Dr. McDonald is a Professor of Chemical Engineering at the University of California at Davis.  She is currently the UC Davis PI and Division Lead for the Food and Pharmaceutical Synthesis Division of a multi-university NASA-funded Space Technology Research Institute called the Center for the Utilization of Biological Engineering in Space (CUBES), which supports biomanufacturing for Mars exploration.   She is also a co-PI on an NSF-funded Growing Convergence Center developing enabling technologies for cultivated meat. From 2013-2018 she served as the Faculty Director for the UC Davis ADVANCE Institutional Transformation program, an NSF-funded program to improve the recruitment, retention and advancement of women STEM faculty.  Prior to that she was the PI and Director of the NSF CREATE-IGERT program, an interdisciplinary graduate training program in partnership with Tuskegee University to train students in plant biotechnology with applications to biopharmaceuticals, biorefineries and sustainable agriculture.  She served for 13 years from 2001-2013 as Associate Dean for Research and Graduate Studies in the College of Engineering. 

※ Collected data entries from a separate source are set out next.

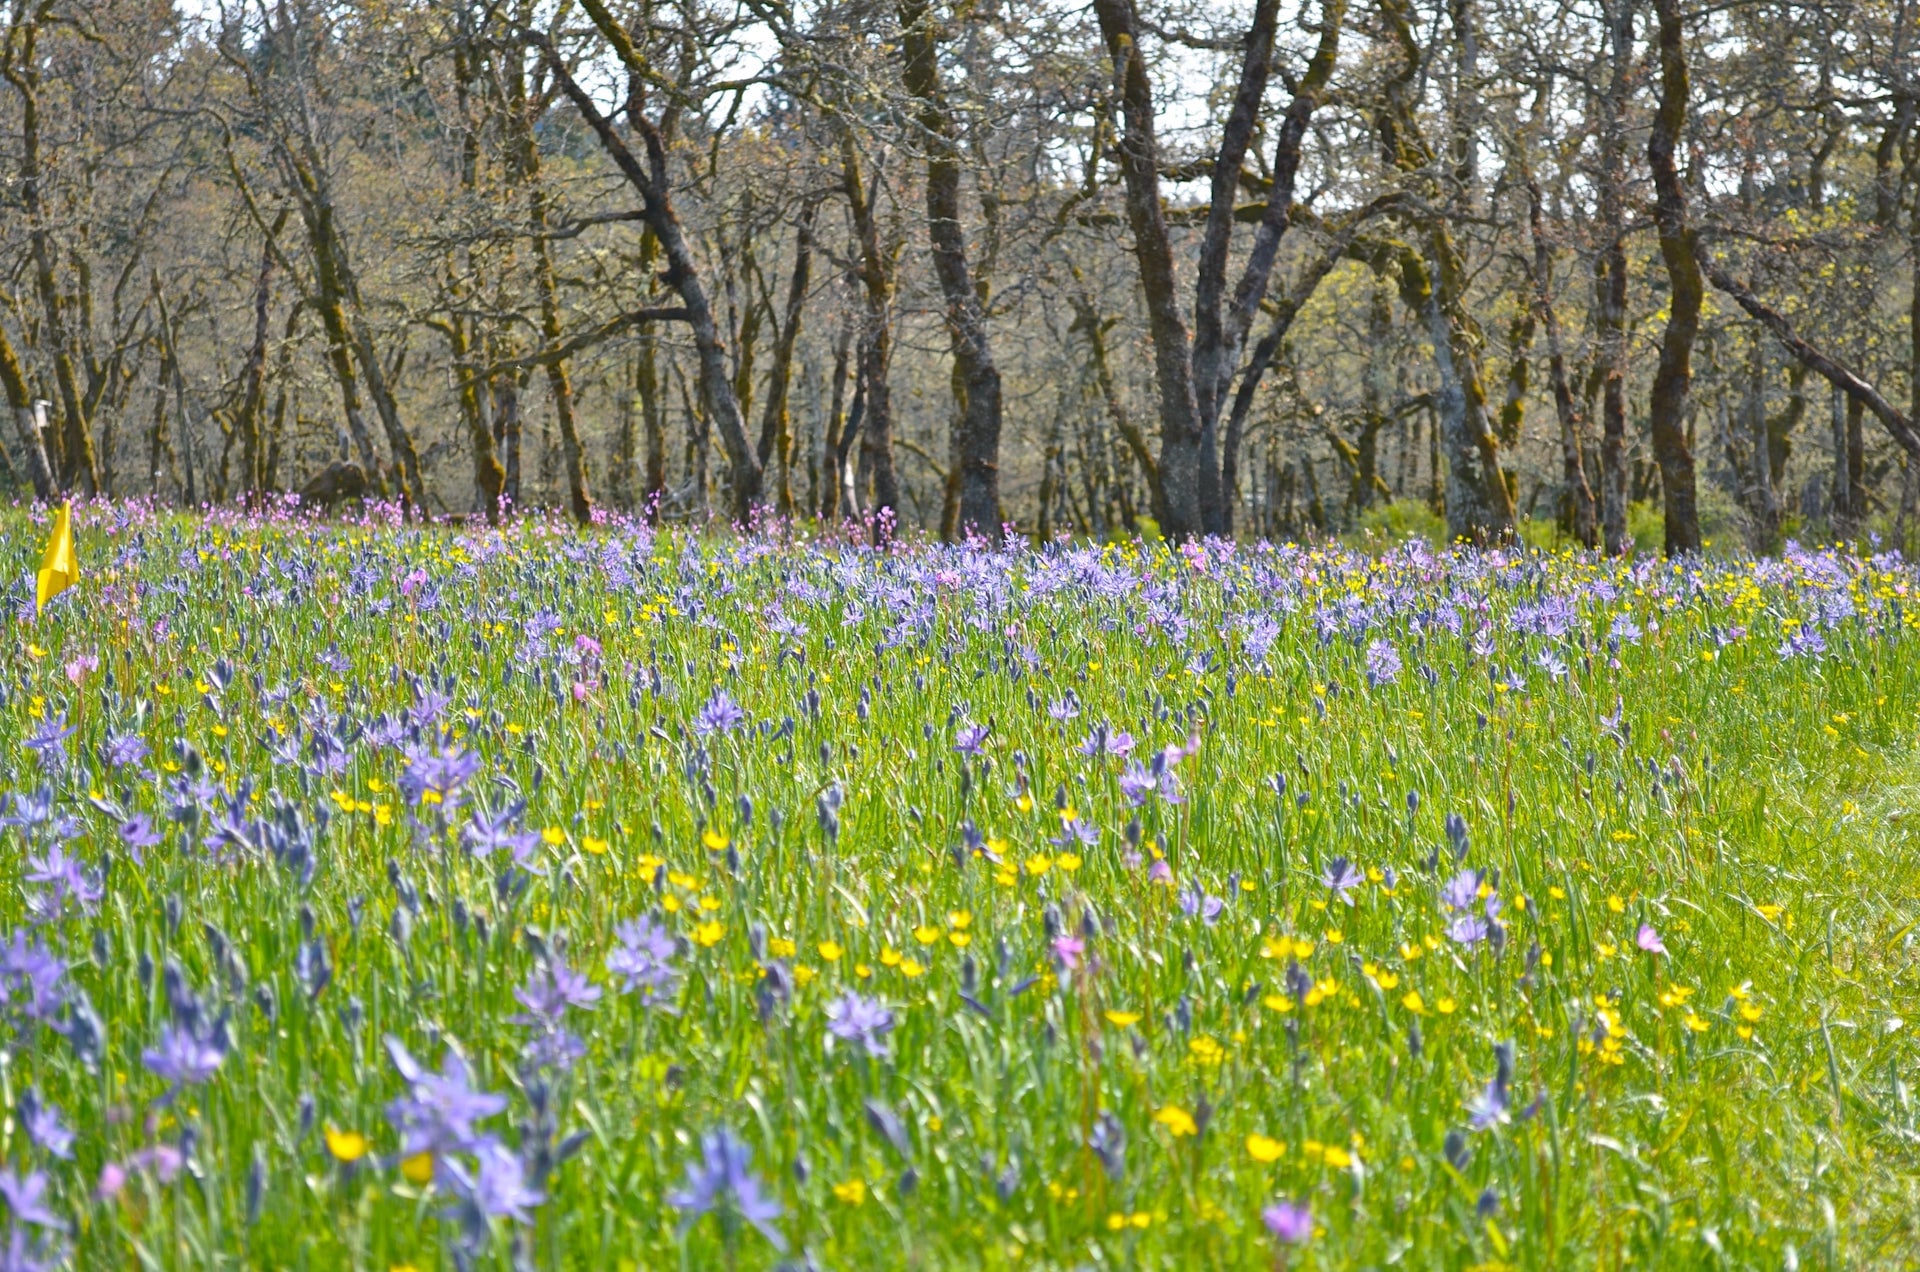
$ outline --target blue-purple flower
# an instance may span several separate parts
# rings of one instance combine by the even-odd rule
[[[680,1223],[682,1235],[700,1216],[717,1214],[729,1232],[745,1221],[774,1249],[787,1248],[786,1237],[773,1226],[782,1213],[780,1203],[754,1178],[753,1150],[724,1126],[701,1137],[699,1160],[687,1164],[686,1183],[667,1194],[667,1204],[686,1215]]]
[[[870,1056],[885,1057],[893,1026],[893,1012],[884,1003],[848,990],[827,1004],[827,1049],[831,1051],[837,1039]]]

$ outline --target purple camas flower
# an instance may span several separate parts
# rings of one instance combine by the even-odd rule
[[[1649,954],[1665,954],[1667,946],[1660,934],[1653,930],[1651,923],[1642,923],[1640,930],[1634,933],[1633,943]]]
[[[667,1194],[667,1204],[686,1215],[680,1222],[682,1235],[700,1216],[718,1214],[729,1231],[744,1220],[774,1249],[787,1248],[787,1239],[773,1226],[781,1215],[780,1203],[762,1192],[753,1177],[753,1150],[724,1126],[701,1137],[700,1159],[687,1163],[686,1183]]]
[[[1827,652],[1827,638],[1820,629],[1810,624],[1802,624],[1787,634],[1780,642],[1782,658],[1818,658]]]
[[[1227,903],[1216,896],[1209,896],[1200,890],[1200,885],[1189,883],[1180,894],[1180,909],[1183,913],[1203,920],[1211,927],[1220,921],[1220,914]]]
[[[1056,936],[1053,938],[1053,956],[1068,971],[1077,971],[1080,956],[1087,952],[1087,943],[1077,936]]]
[[[91,914],[100,902],[100,885],[93,881],[78,857],[70,856],[59,844],[38,857],[27,858],[24,876],[28,883],[45,888],[27,898],[27,908],[36,918],[52,921],[73,902],[85,914]]]
[[[45,1171],[30,1170],[25,1175],[16,1175],[0,1169],[0,1197],[6,1198],[15,1222],[65,1232],[66,1220],[47,1208],[47,1183]]]
[[[1513,1082],[1513,1044],[1495,1043],[1493,1060],[1494,1073],[1487,1082],[1486,1090],[1467,1101],[1467,1121],[1476,1131],[1484,1131],[1505,1122],[1512,1105],[1508,1088]]]
[[[527,983],[513,991],[514,1001],[527,1010],[511,1017],[515,1024],[554,1026],[569,1008],[590,1010],[600,1001],[600,987],[567,966],[555,955],[527,974]]]
[[[620,992],[638,994],[643,1007],[670,1007],[680,987],[673,965],[680,944],[665,925],[642,916],[617,925],[617,948],[607,954],[607,970],[621,981]]]
[[[953,749],[962,755],[980,754],[980,748],[987,744],[987,734],[993,732],[993,726],[986,724],[967,724],[960,727],[954,735]]]
[[[1449,910],[1471,910],[1480,898],[1480,872],[1462,870],[1440,890],[1440,900]]]
[[[153,748],[138,733],[122,733],[108,738],[101,753],[110,766],[127,768],[146,763],[147,757],[153,754]]]
[[[1352,862],[1345,857],[1335,857],[1327,863],[1326,870],[1320,875],[1320,882],[1326,885],[1327,891],[1333,894],[1335,900],[1352,905],[1353,891],[1360,886],[1364,878],[1365,876]]]
[[[498,813],[488,813],[484,809],[476,811],[473,819],[460,831],[467,851],[476,857],[485,857],[505,850],[512,855],[514,865],[522,870],[540,873],[534,862],[534,854],[540,850],[540,836],[530,830],[522,830],[518,825],[524,808],[523,804],[514,804]]]
[[[468,1151],[480,1138],[475,1123],[507,1107],[505,1096],[473,1089],[466,1058],[454,1047],[447,1048],[439,1073],[423,1068],[391,1035],[387,1038],[387,1054],[408,1087],[406,1095],[387,1106],[387,1119],[400,1132],[402,1153]]]
[[[600,1001],[598,985],[556,955],[530,972],[513,996],[527,1010],[509,1019],[536,1030],[526,1047],[526,1057],[536,1068],[565,1070],[586,1054],[586,1045],[564,1026],[570,1009],[588,1010]]]
[[[827,1049],[837,1039],[884,1059],[887,1034],[893,1031],[893,1012],[877,998],[862,998],[848,990],[827,1004]]]
[[[57,1107],[42,1100],[37,1092],[29,1090],[20,1096],[19,1111],[20,1123],[26,1127],[28,1139],[62,1161],[72,1160],[73,1132],[60,1120]]]
[[[147,863],[147,849],[160,842],[160,832],[153,828],[152,818],[145,813],[135,813],[120,823],[120,842],[127,846],[133,864],[143,866]]]
[[[1260,1222],[1289,1245],[1299,1245],[1313,1235],[1313,1211],[1302,1201],[1276,1201],[1260,1212]]]
[[[1385,638],[1376,639],[1367,646],[1367,681],[1369,684],[1390,685],[1400,679],[1400,651],[1393,642]]]
[[[175,1087],[199,1086],[226,1063],[228,1045],[225,1020],[211,1028],[162,1025],[159,1040],[140,1053],[140,1061]]]
[[[28,734],[21,745],[38,756],[41,763],[58,764],[67,758],[67,739],[72,736],[73,729],[67,724],[67,713],[62,711]]]
[[[693,717],[693,731],[701,737],[731,733],[747,722],[747,713],[725,689],[713,691],[713,697]]]
[[[1483,902],[1480,889],[1484,882],[1478,870],[1462,870],[1440,890],[1441,904],[1453,914],[1447,935],[1457,944],[1478,945],[1495,935],[1500,896],[1489,891]]]
[[[443,751],[416,751],[407,756],[406,771],[400,774],[400,791],[409,804],[418,804],[432,796],[451,804],[460,788],[480,772],[480,757],[458,744]]]
[[[0,1006],[30,1020],[51,1021],[66,1003],[67,965],[24,932],[0,946]]]
[[[511,1219],[532,1223],[534,1206],[545,1201],[546,1194],[530,1186],[526,1164],[513,1150],[492,1137],[474,1146],[475,1165],[469,1170],[464,1162],[449,1161],[443,1177],[460,1197],[459,1209],[467,1211],[470,1227],[484,1228],[488,1219]]]
[[[1120,793],[1135,808],[1145,804],[1159,785],[1160,780],[1138,763],[1127,765],[1126,772],[1120,775]]]

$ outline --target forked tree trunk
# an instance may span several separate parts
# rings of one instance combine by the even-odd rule
[[[1666,510],[1668,556],[1700,550],[1700,513],[1695,504],[1693,452],[1687,445],[1687,399],[1693,384],[1693,341],[1700,330],[1700,305],[1706,284],[1700,274],[1693,228],[1687,224],[1687,197],[1674,165],[1680,130],[1687,119],[1687,51],[1680,0],[1654,0],[1660,23],[1660,105],[1647,141],[1653,169],[1654,219],[1660,229],[1660,259],[1667,267],[1667,329],[1660,338],[1660,365],[1653,375],[1648,404],[1653,454],[1660,464],[1660,492]],[[1762,413],[1764,417],[1764,412]],[[1763,439],[1764,441],[1764,439]],[[1764,445],[1757,457],[1764,475]],[[1772,483],[1767,492],[1772,494]]]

Professor McDonald’s research is aimed at the development of efficient, environmentally-friendly, cost-effective, and globally-deployable biomanufacturing approaches for the production of recombinant proteins using plant-based production systems. Her team’s research integrates synthetic biology in plants with bioprocess engineering, including the development of novel plant viral expression systems, and upstream and downstream technologies to produce recombinant proteins using whole plants, harvested plant tissues, and plant cells grown in bioreactors. Over the past 36+ years at UC Davis her research group has generated over 100 journal articles/book chapters and six issued patents in the area of plant-based expression of recombinant proteins, with practical applications in human therapeutics, industrial enzymes, and biodefense countermeasures.   Professor McDonald currently teaches undergraduate courses in Biotechnology Facility Design and Regulatory Compliance and Biochemical Engineering Capstone Design as well as the Designated Emphasis in Biotechnology graduate training program. She led the formation of a new ABET-accredited major in Biochemical Engineering, which was established at UC Davis in 1994. 

Professor McDonald received her B.S. from Stanford University, her M.S. from the University of California, Berkeley, and her Ph.D. from the University of Maryland, College Park, all in Chemical Engineering.  She serves as Associate Editor for the Plant Biotechnology Specialty Section of Frontiers in Plant Science and also on the Leadership Council of BioMADE, one of the Manufacturing USA institutes.  She is a cofounder of Inserogen, Inc., a biotechnology startup focused on pre-clinical research and process development for plant-made production of orphan therapeutics.  She is a Fellow of the American Institute of Chemical Engineers.